Cephas Williams has a degree in architecture. He’s also an entrepreneur and founded Drummer Boy Studios in a derelict shop front for his community in London to enjoy. But despite this, when he looks in the media, he says he only sees people like him represented as victims or perpetrators of violence.

That’s why he started the 56 Black Men campaign.

Founder of 56 Black Men, Cephas Williams.
Founder of 56 Black Men, Cephas Williams.
56 Black Men

Staring straight into the barrel of a camera, black hoods pulled up over their heads, the photos that make up the campaign are striking - and they’re meant to be. According to those involved, racial discrimination is at its highest when they are wearing a humble hoodie.

Hoodies are so threatening that in parts of the UK, the item of clothing has reportedly been banned in public spaces to curb “anti-social behaviour”.

Featuring a court clerk, plumber, motivational speaker, journalist, property developer and a member of UK Parliament, all of the 56 men photographed make a positive contribution to society.

“Every Time I saw representation of myself in the media, more often than not, either I am a victim of violence or a perpetrator of violence,” Mr Williams, 27, said in a video for the campaign.

“And this image of the young, black man that has been plastered across different forms of media, images of violence, images of negativity, was weird because in my circle, around me, I could see so many black men that were doing things that were positive.

“It was a real identity issue in my head. I felt like the world was looking at me a certain type of way, I felt like my brothers were looking at me a certain type of way.

For him it was an issue of representation, but more importantly, it was about empowerment.

“If we empower ourselves, representation will be there,” he said.

“No black boy was born with a knife in his hand, so at what point do we start to identify with a black man being a killer, or a black man being something violent.”

David Lammy, a Labour MP, is photo number 55.

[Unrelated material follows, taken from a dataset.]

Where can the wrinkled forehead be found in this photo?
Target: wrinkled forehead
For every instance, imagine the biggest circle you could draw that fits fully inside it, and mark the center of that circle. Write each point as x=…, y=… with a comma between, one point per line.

He said, that despite spending most of his life in a suit and tie, outside of work he likes wear something more comfortable - like a hoodie.

“Having been stopped and searched in a hoodie myself as a young black student studying to be a lawyer at the University of London, I know that distrust of black men in hoodies is endemic in the UK,” he wrote in an opinion article for The Guardian.

“Featuring powerful photographs of black men in hoodies, from all walks of life, the project doesn’t ask us to think about what is outside of the hood, but what is underneath it.”